He may not look like a shark, but he's one of Europe's shrewdest young dealmakers. Guy Hands, 40, has helped put the private equity industry on Europe's business map. The Oxford graduate walked out of Goldman Sachs International in 1994 and set up shop at the London offices of Japan's Nomura International PLC. Since then, he has notched up some $15 billion in deals as chief of Nomura International's Principal Finance Group. "He is one of the finest financial brains in the City," says a competitor.
Hands goes where the cookie-cutter LBO firm rarely strays. He is bidding to take over Britain's much-maligned Millennium Dome. He has become Britain's second-largest owner of pubs, controlling five different chains with 4,750 establishments. He has also made big profits buying and selling a railroad rolling-stock leasing business and William Hill, a betting-parlor chain. And he is interested in managing the real estate of the government's tax authority, the Inland Revenue Service. That is potentially a $3 billion project over 20 years.

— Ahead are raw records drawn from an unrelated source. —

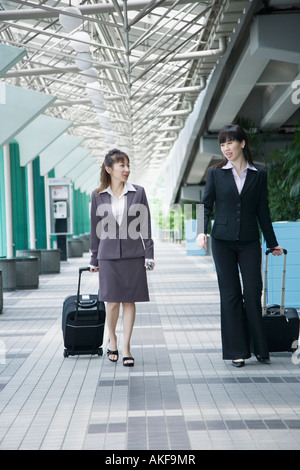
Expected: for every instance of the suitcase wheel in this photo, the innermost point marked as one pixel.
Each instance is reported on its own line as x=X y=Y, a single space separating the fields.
x=66 y=354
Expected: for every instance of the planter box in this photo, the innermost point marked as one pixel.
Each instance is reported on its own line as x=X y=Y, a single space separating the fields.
x=50 y=261
x=35 y=253
x=75 y=248
x=1 y=293
x=27 y=272
x=8 y=268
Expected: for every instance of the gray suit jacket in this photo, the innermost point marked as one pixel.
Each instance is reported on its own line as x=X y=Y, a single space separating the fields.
x=130 y=239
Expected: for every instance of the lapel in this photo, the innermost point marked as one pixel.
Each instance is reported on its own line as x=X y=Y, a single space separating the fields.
x=250 y=179
x=228 y=177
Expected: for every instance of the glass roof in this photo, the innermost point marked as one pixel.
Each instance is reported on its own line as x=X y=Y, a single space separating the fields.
x=126 y=73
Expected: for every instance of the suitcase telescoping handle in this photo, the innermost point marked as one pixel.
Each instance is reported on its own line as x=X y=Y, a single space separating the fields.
x=266 y=281
x=87 y=304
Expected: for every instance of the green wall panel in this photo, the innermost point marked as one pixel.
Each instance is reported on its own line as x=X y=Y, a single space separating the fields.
x=39 y=205
x=3 y=248
x=19 y=199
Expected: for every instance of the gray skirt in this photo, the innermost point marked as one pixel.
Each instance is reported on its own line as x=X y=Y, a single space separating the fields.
x=123 y=280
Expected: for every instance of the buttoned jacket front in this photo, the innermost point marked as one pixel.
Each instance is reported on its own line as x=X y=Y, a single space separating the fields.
x=130 y=239
x=238 y=216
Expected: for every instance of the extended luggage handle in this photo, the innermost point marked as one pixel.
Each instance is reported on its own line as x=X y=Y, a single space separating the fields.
x=87 y=304
x=266 y=280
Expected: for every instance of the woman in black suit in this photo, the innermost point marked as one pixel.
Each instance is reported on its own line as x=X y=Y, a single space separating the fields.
x=239 y=191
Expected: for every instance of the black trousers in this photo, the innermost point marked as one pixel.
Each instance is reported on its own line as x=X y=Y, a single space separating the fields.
x=238 y=266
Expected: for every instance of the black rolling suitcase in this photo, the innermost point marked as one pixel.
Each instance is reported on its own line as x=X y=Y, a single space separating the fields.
x=281 y=324
x=83 y=320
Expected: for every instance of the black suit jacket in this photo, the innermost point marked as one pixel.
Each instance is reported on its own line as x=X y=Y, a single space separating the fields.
x=238 y=215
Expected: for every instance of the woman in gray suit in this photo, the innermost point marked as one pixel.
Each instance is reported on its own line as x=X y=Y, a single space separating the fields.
x=121 y=247
x=238 y=189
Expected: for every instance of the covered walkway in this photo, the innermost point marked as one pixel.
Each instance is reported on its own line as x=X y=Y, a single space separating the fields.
x=180 y=395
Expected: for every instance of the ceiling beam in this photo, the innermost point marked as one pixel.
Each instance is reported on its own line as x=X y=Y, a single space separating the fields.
x=48 y=12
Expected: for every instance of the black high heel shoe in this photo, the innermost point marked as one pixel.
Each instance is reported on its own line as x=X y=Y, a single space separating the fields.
x=263 y=360
x=113 y=353
x=238 y=363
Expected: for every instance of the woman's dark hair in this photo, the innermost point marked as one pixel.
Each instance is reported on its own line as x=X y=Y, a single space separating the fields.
x=111 y=157
x=234 y=132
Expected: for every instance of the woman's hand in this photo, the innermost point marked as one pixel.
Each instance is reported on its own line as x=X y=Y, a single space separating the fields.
x=94 y=269
x=149 y=265
x=277 y=251
x=201 y=240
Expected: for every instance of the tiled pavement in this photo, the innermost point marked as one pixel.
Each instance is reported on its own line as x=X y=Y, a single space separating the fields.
x=180 y=394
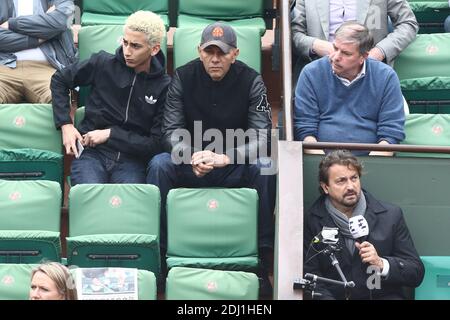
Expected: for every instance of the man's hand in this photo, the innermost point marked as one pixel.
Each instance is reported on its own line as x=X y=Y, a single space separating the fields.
x=70 y=136
x=96 y=137
x=204 y=161
x=376 y=54
x=369 y=254
x=322 y=47
x=52 y=8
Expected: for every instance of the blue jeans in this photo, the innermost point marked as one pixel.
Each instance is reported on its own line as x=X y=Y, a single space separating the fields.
x=447 y=24
x=163 y=173
x=95 y=166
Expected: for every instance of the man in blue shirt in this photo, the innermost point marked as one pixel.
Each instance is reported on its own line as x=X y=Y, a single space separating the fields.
x=348 y=97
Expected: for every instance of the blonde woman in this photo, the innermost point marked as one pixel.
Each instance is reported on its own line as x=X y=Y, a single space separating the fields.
x=52 y=281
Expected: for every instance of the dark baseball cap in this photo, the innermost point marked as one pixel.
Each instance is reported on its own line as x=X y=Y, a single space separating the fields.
x=219 y=34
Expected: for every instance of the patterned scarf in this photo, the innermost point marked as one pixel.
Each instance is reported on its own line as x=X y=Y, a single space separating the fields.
x=341 y=220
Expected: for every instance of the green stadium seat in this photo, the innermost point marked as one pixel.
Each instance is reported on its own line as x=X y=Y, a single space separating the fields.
x=186 y=41
x=146 y=283
x=430 y=14
x=29 y=221
x=212 y=228
x=426 y=129
x=424 y=72
x=30 y=145
x=205 y=284
x=114 y=225
x=15 y=281
x=436 y=283
x=200 y=13
x=98 y=12
x=92 y=39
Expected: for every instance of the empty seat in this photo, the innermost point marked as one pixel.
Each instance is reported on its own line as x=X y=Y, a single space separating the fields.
x=427 y=129
x=205 y=284
x=436 y=283
x=97 y=12
x=29 y=221
x=212 y=228
x=15 y=281
x=186 y=41
x=424 y=72
x=200 y=13
x=430 y=14
x=146 y=282
x=30 y=145
x=114 y=225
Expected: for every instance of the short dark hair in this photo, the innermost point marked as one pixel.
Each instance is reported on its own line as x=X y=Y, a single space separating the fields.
x=356 y=32
x=340 y=157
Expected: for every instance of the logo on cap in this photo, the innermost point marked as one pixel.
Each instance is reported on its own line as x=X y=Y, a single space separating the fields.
x=217 y=32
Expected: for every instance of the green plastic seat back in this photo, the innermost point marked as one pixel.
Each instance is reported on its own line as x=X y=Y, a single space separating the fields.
x=146 y=283
x=114 y=225
x=204 y=284
x=226 y=10
x=186 y=41
x=430 y=14
x=199 y=13
x=417 y=185
x=114 y=208
x=212 y=223
x=427 y=129
x=92 y=39
x=436 y=283
x=28 y=126
x=29 y=221
x=30 y=205
x=15 y=281
x=101 y=12
x=424 y=69
x=30 y=145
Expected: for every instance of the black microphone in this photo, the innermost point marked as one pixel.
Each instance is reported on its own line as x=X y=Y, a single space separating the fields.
x=359 y=228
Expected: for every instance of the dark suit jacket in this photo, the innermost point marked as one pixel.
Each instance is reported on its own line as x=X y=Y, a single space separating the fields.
x=389 y=235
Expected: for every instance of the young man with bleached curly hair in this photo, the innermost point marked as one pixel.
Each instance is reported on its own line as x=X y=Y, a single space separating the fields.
x=121 y=129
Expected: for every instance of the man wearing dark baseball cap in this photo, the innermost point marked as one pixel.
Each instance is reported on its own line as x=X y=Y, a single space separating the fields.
x=219 y=34
x=221 y=94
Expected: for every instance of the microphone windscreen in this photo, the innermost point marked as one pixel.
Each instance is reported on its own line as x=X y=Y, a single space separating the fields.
x=358 y=227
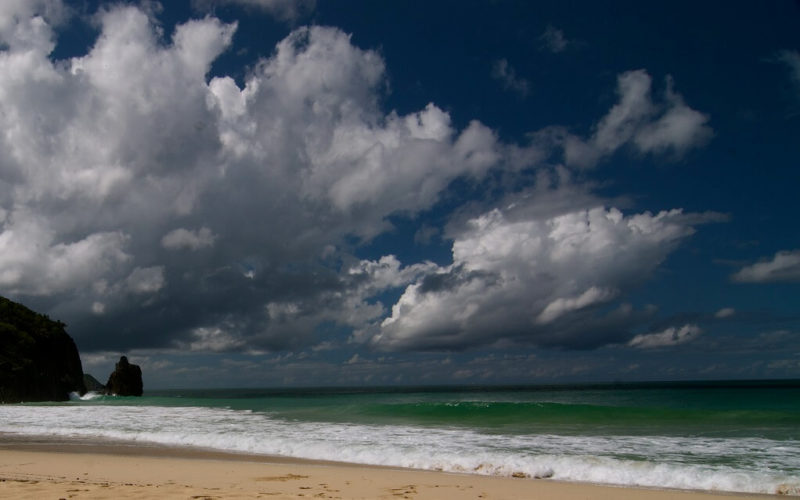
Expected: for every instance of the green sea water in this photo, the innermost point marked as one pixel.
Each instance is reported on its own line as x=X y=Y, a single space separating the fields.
x=733 y=436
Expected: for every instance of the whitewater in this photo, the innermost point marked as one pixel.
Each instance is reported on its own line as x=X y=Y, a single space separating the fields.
x=678 y=438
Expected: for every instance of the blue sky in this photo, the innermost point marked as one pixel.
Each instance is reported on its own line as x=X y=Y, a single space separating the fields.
x=268 y=193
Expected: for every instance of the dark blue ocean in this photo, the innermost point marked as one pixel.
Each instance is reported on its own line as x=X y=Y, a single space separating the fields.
x=729 y=436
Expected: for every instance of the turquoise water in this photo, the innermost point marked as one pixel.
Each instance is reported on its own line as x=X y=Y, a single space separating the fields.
x=742 y=436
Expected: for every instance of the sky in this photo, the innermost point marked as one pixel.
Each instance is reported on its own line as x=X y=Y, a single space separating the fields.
x=266 y=193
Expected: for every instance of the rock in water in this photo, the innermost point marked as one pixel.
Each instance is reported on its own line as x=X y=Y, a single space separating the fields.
x=126 y=380
x=38 y=359
x=92 y=384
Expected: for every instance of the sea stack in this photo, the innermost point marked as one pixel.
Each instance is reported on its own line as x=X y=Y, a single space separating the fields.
x=125 y=380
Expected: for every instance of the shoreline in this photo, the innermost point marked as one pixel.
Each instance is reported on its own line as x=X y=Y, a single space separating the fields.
x=33 y=467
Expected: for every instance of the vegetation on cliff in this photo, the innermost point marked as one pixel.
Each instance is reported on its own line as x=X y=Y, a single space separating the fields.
x=38 y=359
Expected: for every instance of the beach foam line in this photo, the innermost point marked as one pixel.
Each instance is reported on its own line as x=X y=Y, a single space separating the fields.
x=158 y=473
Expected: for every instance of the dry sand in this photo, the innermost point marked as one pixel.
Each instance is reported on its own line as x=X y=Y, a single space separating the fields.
x=81 y=471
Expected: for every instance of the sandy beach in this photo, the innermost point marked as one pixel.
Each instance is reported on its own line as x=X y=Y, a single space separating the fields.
x=56 y=471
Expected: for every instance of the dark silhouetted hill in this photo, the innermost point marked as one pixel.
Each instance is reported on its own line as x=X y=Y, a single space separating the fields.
x=38 y=359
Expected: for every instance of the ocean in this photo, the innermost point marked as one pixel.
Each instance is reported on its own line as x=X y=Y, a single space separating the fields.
x=723 y=436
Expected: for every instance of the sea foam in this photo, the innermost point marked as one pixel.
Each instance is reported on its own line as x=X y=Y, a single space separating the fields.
x=722 y=464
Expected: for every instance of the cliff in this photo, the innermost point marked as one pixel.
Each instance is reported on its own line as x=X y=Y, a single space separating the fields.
x=38 y=359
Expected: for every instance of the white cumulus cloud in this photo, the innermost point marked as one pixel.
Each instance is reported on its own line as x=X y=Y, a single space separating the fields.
x=545 y=280
x=637 y=120
x=784 y=266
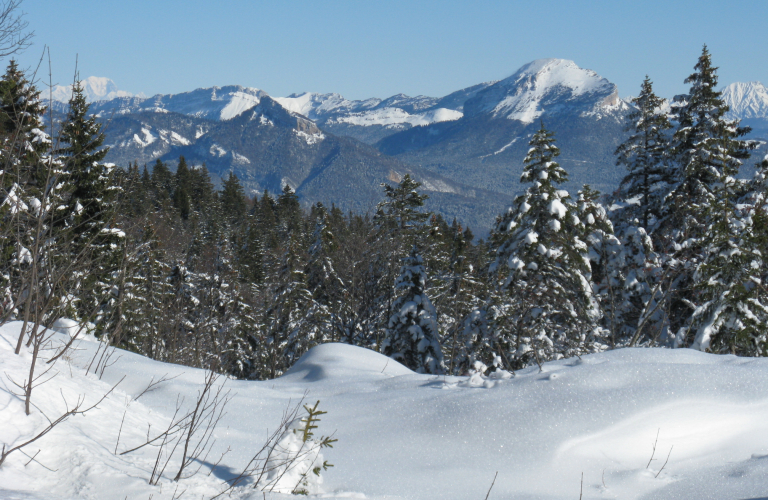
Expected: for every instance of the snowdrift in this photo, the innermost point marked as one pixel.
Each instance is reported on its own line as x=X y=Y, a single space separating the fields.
x=403 y=435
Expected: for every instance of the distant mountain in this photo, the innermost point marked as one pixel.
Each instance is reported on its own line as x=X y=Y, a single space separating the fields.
x=373 y=119
x=485 y=147
x=267 y=147
x=749 y=103
x=215 y=103
x=95 y=89
x=467 y=147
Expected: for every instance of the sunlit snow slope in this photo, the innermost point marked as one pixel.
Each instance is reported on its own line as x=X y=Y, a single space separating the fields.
x=402 y=435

Hands doesn't have to disclose how much he has made for Nomura International, but sources say it is more than $1.9 billion after paying the Japanese parent one-quarter point plus the LIBOR rate on its capital. A lot of his profits have come from sophisticated reconfigurations of his acquisitions' finances.
With many more players in the game, things may get tougher. But with his smarts and drive, Hands will still be a winner.